Presidential campaigns are not intended to create unity. Election contests are arenas for vigorous competition of ideas by candidates to convince voters of their positions on important issues. Urgency about the direction of government and distinct policy differences produce robust campaigns.

One syndicated writer reminds us that knock-down, drag-out campaigns are not modern inventions. Our founding fathers and their first- and second-generation sons, from Adams to Lincoln, ran elections where candidates accused each other of treason and sexual misconduct and set up newspapers for the express purpose of lying about their opponents. They gave whiskey to voters, traded offices for votes, fought duels and attacked the wives and children of opponents.

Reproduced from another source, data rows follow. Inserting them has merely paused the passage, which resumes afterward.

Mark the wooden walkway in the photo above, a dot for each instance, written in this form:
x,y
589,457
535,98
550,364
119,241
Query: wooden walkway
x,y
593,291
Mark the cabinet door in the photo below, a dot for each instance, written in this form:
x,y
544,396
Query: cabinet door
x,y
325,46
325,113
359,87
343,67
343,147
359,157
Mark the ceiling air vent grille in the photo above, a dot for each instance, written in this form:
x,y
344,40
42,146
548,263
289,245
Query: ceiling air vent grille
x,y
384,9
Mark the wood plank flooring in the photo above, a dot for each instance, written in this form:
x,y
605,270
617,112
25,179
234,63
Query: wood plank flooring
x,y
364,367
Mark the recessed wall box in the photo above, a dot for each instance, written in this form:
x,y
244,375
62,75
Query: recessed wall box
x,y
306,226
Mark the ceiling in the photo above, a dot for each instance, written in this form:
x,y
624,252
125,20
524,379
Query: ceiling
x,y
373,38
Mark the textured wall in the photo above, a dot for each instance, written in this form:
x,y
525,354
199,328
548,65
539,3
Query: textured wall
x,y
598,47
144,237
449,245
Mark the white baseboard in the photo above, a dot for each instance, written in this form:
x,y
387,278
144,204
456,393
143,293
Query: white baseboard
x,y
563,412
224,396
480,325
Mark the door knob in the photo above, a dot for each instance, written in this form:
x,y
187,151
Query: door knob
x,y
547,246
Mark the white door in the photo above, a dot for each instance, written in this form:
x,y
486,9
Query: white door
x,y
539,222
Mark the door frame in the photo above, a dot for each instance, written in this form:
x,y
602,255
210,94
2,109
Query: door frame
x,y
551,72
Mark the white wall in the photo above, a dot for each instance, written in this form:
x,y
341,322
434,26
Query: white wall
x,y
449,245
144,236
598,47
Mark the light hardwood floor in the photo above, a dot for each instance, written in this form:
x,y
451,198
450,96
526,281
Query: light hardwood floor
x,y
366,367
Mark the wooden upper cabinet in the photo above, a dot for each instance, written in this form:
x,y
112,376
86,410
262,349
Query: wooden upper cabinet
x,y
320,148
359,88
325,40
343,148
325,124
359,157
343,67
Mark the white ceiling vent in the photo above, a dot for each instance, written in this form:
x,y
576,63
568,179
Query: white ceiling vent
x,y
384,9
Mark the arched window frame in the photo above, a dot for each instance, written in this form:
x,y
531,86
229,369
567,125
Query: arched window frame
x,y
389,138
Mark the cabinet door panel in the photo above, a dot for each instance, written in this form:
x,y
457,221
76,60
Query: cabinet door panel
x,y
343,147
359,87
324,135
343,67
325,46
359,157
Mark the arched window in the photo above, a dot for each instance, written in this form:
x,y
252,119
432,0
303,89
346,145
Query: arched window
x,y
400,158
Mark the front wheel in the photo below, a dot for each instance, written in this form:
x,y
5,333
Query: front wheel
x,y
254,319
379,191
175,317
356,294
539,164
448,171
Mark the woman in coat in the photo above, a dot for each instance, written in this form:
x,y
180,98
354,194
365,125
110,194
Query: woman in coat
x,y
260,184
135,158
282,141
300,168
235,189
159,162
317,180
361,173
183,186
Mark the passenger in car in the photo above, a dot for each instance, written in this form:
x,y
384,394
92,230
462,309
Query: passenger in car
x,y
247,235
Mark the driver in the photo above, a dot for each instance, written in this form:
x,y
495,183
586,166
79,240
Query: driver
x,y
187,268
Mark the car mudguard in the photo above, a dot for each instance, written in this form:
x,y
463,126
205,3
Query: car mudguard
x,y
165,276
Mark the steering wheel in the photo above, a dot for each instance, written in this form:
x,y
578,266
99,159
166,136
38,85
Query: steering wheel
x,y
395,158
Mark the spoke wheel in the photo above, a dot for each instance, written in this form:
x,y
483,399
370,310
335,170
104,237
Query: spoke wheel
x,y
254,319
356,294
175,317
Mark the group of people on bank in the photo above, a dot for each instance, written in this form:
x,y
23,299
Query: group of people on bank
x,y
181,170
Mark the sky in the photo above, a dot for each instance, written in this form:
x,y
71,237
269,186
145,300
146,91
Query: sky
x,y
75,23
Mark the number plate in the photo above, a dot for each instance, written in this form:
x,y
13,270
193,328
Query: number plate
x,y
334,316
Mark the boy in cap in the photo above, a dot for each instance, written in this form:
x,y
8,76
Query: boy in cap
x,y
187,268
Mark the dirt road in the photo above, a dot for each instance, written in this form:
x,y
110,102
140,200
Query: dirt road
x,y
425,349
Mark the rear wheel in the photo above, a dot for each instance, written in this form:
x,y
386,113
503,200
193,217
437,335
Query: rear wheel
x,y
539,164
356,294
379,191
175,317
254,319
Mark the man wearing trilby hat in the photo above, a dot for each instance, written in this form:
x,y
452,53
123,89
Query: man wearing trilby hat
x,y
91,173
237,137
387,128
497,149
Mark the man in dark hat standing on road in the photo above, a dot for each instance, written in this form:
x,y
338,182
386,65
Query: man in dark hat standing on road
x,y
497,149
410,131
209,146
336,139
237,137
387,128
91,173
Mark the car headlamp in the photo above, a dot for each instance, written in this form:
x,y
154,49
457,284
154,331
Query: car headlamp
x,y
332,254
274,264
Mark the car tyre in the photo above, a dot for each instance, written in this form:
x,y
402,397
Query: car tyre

This kind of raucous election jolts the system once in awhile and pushes complacency off the stage. When much is at stake, citizens turn out at the polls. When it is perceived that not much is at stake, only the solid citizens show up to vote.

Issues drawing the electorate to the polls in 2004 were, among others, the murder of 3,000 American citizens on our own soil by foreign religious terrorists and an inconclusive war, a still-recovering economy, an unwelcome European intervention in America’s election, and a billion dollars spent by special interests and foreign billionaires.

McCain-Feingold legislation passed by Congress promised to stem special-interest spending in national political campaigns. In truth, it only limited spending by the two major parties while breeding hundreds – maybe thousands – of independent groups, which spent unlimited sums of special interest money. Opponents of that legislation correctly predicted exactly what has happened – gross, unlimited expenditures by an army of special-interest “committees.” The McCain-Feingold “fix,” an abysmal failure, was worse than the problem it purported to solve. From the beginning, it was merely “feel-good” legislation.

More appropriate areas for reform are the trends of states allowing 30 or more days for voting rather than continuing a tradition of one universal election day, and instant election day voter registration without requiring proof of identification. Both of these areas are clear invitations for voter fraud.

More Americans are beginning to understand that individual voters do not directly vote for the president and vice president, but rather for “electors” who cast a state’s “winner take all” votes for president. Only Maine and Nebraska split their electoral votes instead of “winner take all.” In fact, electoral votes do reflect the popular vote of each state. Each state has as many votes in the electoral college as the total of its senators and representatives in Congress.

While it was a “rock-em sock-em” election, the country now peacefully readies itself for the winner to take office in January, just as it has throughout American history. This election and these campaigns were little different from the nature of the early campaigns of our republic, and our country’s citizens accept the will of the voters.

Fighting by way of the ballot box keeps this country secure. Our revered constitution does not prohibit fierce, robust and energetic presidential campaigns. In fact, it guarantees the liberty of allowing just that kind of campaign. Long live the U.S. Constitution and God bless America.

Pat Freibert is a former Kentucky state representative from Lexington.